This past week, you are able to access the 1940 census records.
What does this mean? To anyone who has interest in genealogy, it’s a time of celebration.
The history of the census records dates to the U.S. Constitution Article I, section 2 required the population be counted so we have equal representation.
A nationwide enumeration or count of the population has been taken every 10 years since.
The first U.S. Census was in 1790 and was overseen by federal marshals.
The first Census Office opened in Washington in 1850 and closed after each census. It stayed open permanently in 1902.
The 1790 census act gave the enumerators nine months from the collection of information to “post copies of the statistics in two of the most public places in the division” and send the lists to the marshals.
The clerk of the federal district court received the records and the federal judges submitted the census records to grand juries for verification of compliance.
Early census records have minimal information.

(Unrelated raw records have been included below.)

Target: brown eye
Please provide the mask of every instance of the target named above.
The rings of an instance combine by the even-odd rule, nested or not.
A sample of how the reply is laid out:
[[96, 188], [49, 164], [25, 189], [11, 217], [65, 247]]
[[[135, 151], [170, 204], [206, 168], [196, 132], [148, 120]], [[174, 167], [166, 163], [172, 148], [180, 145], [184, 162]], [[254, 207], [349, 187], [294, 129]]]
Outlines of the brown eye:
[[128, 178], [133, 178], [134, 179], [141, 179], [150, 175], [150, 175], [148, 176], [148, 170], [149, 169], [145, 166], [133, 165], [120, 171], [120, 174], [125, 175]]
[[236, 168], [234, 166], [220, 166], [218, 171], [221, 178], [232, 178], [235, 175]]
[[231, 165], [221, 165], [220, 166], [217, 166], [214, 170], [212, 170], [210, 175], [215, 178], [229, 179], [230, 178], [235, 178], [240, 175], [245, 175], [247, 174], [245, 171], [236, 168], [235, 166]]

Early censuses were filled out by representatives of the federal government, known as an enumerator, and not the people themselves.

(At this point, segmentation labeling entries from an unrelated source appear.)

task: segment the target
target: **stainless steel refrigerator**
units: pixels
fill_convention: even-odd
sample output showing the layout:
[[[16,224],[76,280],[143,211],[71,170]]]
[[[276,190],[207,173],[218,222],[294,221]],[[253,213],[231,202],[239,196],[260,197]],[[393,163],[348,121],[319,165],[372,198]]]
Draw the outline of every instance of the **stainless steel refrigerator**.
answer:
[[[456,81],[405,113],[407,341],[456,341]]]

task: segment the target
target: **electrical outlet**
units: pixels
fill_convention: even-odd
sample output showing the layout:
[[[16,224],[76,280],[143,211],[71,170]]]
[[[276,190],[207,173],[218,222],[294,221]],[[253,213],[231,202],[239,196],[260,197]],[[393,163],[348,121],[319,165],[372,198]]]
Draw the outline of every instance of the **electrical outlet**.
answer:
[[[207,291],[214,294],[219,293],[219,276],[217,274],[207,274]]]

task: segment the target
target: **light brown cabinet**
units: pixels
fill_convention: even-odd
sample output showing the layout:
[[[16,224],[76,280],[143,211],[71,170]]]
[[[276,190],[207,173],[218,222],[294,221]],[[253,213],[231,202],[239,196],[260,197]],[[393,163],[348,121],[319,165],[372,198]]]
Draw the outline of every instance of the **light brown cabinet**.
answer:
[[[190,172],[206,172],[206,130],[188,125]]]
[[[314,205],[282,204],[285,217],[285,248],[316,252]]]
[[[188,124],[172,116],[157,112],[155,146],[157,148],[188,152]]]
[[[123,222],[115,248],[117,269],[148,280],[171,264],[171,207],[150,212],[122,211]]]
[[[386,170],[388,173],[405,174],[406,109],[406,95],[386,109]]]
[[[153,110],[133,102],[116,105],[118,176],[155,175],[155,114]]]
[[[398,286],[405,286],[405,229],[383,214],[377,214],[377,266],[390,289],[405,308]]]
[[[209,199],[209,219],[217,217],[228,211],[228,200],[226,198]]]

This most frequently occurred by going door to door.
This often resulted in errors in spelling and other information, particularly with names not commonly known to an enumerator.

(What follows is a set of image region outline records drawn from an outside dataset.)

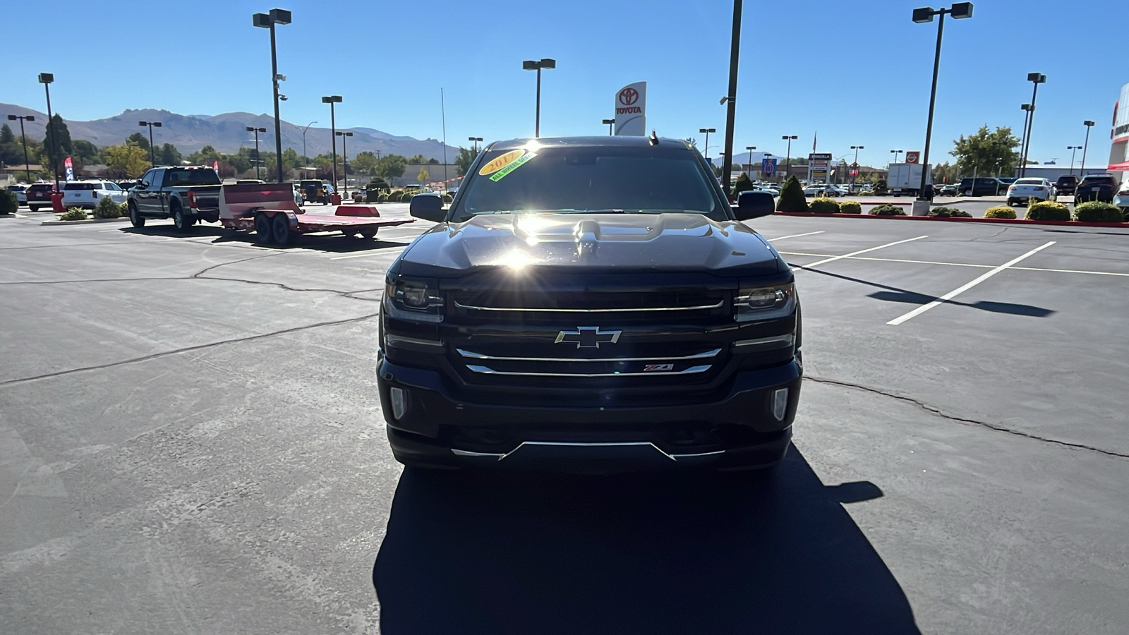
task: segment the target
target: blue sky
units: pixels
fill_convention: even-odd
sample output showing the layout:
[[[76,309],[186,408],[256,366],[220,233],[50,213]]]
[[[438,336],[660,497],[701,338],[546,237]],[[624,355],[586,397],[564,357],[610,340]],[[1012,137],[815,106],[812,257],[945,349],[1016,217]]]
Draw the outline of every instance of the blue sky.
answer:
[[[544,71],[542,134],[599,134],[615,92],[648,81],[648,128],[721,143],[733,3],[726,0],[613,2],[377,2],[279,0],[294,24],[278,27],[279,72],[288,76],[282,118],[329,124],[322,95],[340,94],[339,127],[447,142],[533,133],[534,73],[522,60],[554,58]],[[6,63],[0,102],[44,110],[40,71],[55,73],[52,105],[64,118],[124,108],[182,114],[271,112],[269,35],[251,25],[266,0],[226,2],[12,2],[0,11]],[[936,23],[917,25],[921,0],[746,0],[735,148],[835,157],[863,145],[861,163],[890,149],[924,147]],[[1019,104],[1040,87],[1031,156],[1069,163],[1083,120],[1097,122],[1088,165],[1109,158],[1109,128],[1129,67],[1123,0],[982,0],[974,16],[946,20],[934,125],[934,157],[982,124],[1018,136]],[[44,38],[54,25],[59,42]],[[69,46],[67,42],[75,42]],[[698,136],[700,137],[700,136]],[[699,146],[702,140],[699,139]],[[716,156],[719,149],[710,148]],[[938,153],[942,156],[938,156]],[[1080,158],[1080,157],[1079,157]]]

Some of the discrepancies were also the result of a language barrier when the enumerator didn’t speak the same language as the person they were addressing.
The 1820 census was the first to ask about naturalization and heads of families.
1850 recorded each person’s age, occupation, and dwelling or house numbers.
You can see where your ancestors lived by utilizing area land plat maps.
1860 census schedules inquired about the value of personal estates.
Some of the census records asked if the head of household owned slaves.
Beginning with the 1870, the census asked where a person’s father and mother were born.
This is vital information to anyone doing genealogy research.
But discrepancies in ages, places and other information might cause inaccuracies.
Did your great-great grandfather know where his mother-in-law was born?
Some of the census records are difficult to find.
You may have to refer to historical records, such as when the state was established.
Minnesota was established in 1858 and was a territory beginning in 1849.
Prior to that it was a part of the Wisconsin Territory and it was in Michigan Territory before that.
The parts of Minnesota that were in those territories is included in those censuses for the appropriate years.
According to the National Archives and Records Administration, a Department of Commerce fire in 1921 destroyed most of the 1890 census, although there is an alphabetical index for the small percentage of population schedules that survived.
The census records are invaluable to the migration patterns of families and groups.
Federal land acquisitions throughout American history and territorial expansion “allowed” many families to travel together and establish farms and grazing rights.
Not much thought was given to Native groups of people.
Why 1940 now? Legislation requires a 72 year delay in the release of the records.
This was originally related to the average lifespan of a person.
I referred to “Map Guide to the U.S. Federal Censuses, 1790-1920” by William Thorndale and William Dollarhide and “State Census Records” by Ann S. Lainhart for some of this information.
Other resources for your research: National Archives, US Census records.gov and US Census.org
Editor’s note: Leslie Plummer is a volunteer with the Anoka County Historical Society.